He swore and called his brother’s name, slapping shut the phone and sticking it in his pocket. He hit the door with both hands and ran down. In the gap through the middle of the stairway he could see his brother, already a level down and moving surprisingly fast for somebody as sick as he was. It should be easy to catch him, but Brendan kept looking over the rail and watching the gap widen between them, hearing the hard bang of his brother’s boots hitting the steps going down and the ringing echo in the cinder-block stairway.
Brendan lengthened his stride, letting himself drop to the next landing and feeling the hard jolt to his knees. He almost lost his balance and slid along the rough wall, watching his brother bang through the exit door, hands out in front of him, as Brendan clawed at the railing. He was going too fast and went over hard, sliding down the last flight of stairs on his ass and cracking his head hard against the underside of the metal handrail.
Outside it was dark, and he went through the door limping, cursing. Feeling a hard knot below the skin of his thigh and a throb in his head timed to his racing heart. Orlando was running up Jamestown toward Ridge, his steps erratic, his arms pumping, disjointed, as if he were two separate halves of a human figure, welded together at the waist. Neither he nor his brother was moving fast now, Brendan feeling his legs stiffening, Orlando stopping to heave and spit.
A car moved by Brendan and paused, a colorless old Honda with long scratches and dents in the side panels. He squinted and held a hand up to shade his eyes, but there was too much glare from the streetlights and it was too dark in the car to see anything. The car sped up, coming alongside his brother and slowing again. Orlando was doubled over, one hand pressed to his chest, breathing hard through his mouth. Brendan saw the car drift to a stop and he pushed himself faster, his legs hitting the ground in an uneven lope as if one were shorter than the other.

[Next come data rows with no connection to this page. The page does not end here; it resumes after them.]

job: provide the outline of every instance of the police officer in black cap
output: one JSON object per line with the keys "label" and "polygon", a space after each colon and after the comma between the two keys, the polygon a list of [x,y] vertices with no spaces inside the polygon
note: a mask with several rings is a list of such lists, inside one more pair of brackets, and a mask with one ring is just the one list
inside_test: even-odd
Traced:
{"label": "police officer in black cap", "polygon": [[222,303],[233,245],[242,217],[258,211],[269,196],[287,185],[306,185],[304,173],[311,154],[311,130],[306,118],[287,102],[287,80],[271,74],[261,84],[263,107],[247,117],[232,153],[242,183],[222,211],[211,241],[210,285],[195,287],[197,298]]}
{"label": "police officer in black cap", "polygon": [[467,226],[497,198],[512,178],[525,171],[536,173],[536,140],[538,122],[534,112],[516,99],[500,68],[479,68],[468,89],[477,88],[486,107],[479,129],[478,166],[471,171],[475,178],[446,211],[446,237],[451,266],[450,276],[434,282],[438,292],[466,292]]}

He saw the driver’s side door open and a slight, black-haired guy stood and threw back his coat, bringing a short-barreled police shotgun up and clear of the hood of the car. Brendan’s heart flipped in his chest and he pulled his pistol, a blocky .40 caliber Glock, and threw it out in front of his face like he was going to hit somebody with it. He shouted something; it might have been “police,” and it might have been his brother’s name. The car was maybe thirty yards away, and the guy lifted the gun. He was on the far side of the car, the door open, lights on and the motor running.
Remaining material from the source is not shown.